Disturbed brain phospholipid and docosahexaenoic acid metabolism in calcium-independent phospholipase A(2)-VIA (iPLA(2)β)-knockout mice.

Calcium-independent phospholipase A2 group VIA (iPLA2β) releases docosahexaenoic acid (DHA) from phospholipids in vitro. Mutations in the iPLA2β gene, PLA2G6, are associated with dystonia-parkinsonism and infantile neuroaxonal dystrophy. To understand the role of iPLA2β in brain, we applied our in vivo kinetic method using radiolabeled DHA in 4 to 5-month-old wild type (iPLA2β+/+) and knockout (iPLA2β−/−) mice, and measured brain DHA kinetics, lipid concentrations, and expression of PLA2, cyclooxygenase (COX), and lipoxygenase (LOX) enzymes.

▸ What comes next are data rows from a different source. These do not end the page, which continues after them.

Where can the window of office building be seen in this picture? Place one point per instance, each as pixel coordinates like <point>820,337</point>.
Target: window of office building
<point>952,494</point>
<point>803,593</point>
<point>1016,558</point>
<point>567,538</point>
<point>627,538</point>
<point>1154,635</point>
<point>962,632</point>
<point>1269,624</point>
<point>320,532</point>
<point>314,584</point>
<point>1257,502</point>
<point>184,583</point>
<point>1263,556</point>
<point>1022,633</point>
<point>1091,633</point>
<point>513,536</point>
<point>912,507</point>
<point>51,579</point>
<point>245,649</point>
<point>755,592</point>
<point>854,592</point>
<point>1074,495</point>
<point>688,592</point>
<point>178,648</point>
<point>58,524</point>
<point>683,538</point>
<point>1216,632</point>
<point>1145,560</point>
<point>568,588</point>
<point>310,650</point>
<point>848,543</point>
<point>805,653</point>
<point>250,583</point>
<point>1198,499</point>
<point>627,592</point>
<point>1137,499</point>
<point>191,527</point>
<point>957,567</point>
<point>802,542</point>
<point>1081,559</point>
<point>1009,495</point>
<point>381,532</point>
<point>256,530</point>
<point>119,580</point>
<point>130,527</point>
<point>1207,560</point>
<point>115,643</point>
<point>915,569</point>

Compared to iPLA2β+/+ mice, iPLA2β−/− mice showed decreased rates of incorporation of unesterified DHA from plasma into brain phospholipids, reduced concentrations of several fatty acids (including DHA) esterified in ethanolamine- and serine-glycerophospholipids, and increased lysophospholipid fatty acid concentrations. DHA turnover in brain phospholipids did not differ between genotypes. In iPLA2β−/− mice, brain levels of iPLA2β mRNA, protein, and activity were decreased, as was the iPLA2γ (Group VIB PLA2) mRNA level, while levels of secretory sPLA2-V mRNA, protein, and activity and cytosolic cPLA2-IVA mRNA were increased. Levels of COX-1 protein were decreased in brain, while COX-2 protein and mRNA were increased. Levels of 5-, 12-, and 15-LOX proteins did not differ significantly between genotypes. Thus, a genetic iPLA2β deficiency in mice is associated with reduced DHA metabolism, profound changes in lipid-metabolizing enzyme expression (demonstrating lack of redundancy) and of phospholipid fatty acid content of brain (particularly of DHA), which may be relevant to neurologic abnormalities in humans with PLA2G6 mutations.